Broom making is a Tschetter family tradition. Raised in a Hutterite colony, Henry Tschetter learned the craft from his father and grandfather who, in addition to farming, made brooms and sold them to local grocery and hardware stores and feed mills. He left the colony as a young man and moved to Michigan where he worked in various mechanical jobs. In the 1980s, Henry wanted to make brooms again, so he purchased a stitching press and cutting bench that had belonged to his grandfather and a broomwinder from other relatives. First he made traditional house brooms and would give them away. He then started growing his own broomcorn and varying the way he made brooms. Soon he was attending festivals, craft shows and antique tractor shows to sell brooms and to often demonstrate the process. Rebecca Oleneack, Henry’s daughter, and his son’s daughter Kaitlyn, are apprenticing with Henry to learn the tradition.
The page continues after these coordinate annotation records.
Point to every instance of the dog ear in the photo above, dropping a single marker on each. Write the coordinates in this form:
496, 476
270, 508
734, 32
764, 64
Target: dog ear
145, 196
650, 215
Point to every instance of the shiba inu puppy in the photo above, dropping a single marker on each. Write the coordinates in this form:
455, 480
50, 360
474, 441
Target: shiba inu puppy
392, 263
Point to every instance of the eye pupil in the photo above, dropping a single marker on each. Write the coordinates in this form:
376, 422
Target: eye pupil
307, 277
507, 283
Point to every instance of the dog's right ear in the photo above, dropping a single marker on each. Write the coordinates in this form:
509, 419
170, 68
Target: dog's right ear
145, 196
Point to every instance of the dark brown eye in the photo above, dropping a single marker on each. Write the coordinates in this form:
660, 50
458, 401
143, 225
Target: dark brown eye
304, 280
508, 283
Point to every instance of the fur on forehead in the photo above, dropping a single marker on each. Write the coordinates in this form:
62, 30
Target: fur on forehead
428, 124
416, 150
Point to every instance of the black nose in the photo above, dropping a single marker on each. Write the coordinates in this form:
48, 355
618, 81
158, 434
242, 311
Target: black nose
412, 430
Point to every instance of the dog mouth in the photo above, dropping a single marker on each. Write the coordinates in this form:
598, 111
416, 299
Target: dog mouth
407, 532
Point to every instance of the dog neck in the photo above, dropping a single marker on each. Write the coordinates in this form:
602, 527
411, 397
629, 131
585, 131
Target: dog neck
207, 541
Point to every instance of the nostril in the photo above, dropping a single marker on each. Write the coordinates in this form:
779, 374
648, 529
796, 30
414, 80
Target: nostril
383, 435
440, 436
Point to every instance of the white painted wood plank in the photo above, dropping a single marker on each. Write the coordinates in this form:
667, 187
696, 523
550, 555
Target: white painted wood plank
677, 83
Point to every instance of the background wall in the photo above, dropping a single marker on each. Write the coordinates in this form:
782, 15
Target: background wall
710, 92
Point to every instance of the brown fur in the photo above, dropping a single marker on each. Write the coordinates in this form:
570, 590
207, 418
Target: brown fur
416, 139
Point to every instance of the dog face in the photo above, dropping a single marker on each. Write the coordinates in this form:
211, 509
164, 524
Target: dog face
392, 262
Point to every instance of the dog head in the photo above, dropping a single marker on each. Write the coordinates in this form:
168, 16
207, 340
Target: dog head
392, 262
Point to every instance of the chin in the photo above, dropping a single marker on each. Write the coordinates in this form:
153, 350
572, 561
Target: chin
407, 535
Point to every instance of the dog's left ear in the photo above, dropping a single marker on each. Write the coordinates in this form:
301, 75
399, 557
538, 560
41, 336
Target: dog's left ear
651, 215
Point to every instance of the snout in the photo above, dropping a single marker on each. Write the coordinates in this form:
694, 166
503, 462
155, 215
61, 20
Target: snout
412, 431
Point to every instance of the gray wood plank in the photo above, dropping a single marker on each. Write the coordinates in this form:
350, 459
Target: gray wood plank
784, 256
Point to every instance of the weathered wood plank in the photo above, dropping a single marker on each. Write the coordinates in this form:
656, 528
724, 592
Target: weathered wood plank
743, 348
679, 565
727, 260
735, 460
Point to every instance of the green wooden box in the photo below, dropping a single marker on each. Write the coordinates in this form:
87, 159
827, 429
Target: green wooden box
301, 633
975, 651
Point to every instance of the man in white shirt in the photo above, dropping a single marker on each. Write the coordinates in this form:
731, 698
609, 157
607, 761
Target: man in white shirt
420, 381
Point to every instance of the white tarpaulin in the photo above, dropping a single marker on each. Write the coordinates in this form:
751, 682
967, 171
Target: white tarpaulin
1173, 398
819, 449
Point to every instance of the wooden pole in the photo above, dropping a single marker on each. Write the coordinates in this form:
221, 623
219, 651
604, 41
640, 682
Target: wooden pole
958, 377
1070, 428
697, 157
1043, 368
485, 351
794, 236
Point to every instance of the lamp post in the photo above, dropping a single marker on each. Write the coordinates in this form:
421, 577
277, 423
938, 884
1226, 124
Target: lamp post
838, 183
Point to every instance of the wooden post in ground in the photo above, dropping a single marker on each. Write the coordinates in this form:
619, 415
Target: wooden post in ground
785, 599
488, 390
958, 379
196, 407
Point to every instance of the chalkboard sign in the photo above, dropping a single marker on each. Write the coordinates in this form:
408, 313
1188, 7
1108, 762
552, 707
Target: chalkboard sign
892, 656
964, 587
While Rebecca was required to help with the harvesting of broomcorn while growing up, she only recently began learning the process. Rebecca appreciates that making brooms is a rare skill that she wants to learn and pass on to her own children. Kaitlyn showed a keen interest in broom making while helping at shows and recognizes “not very many people know how to make a broom.” She is starting out with whisk brooms and is already mastering the art of stitching.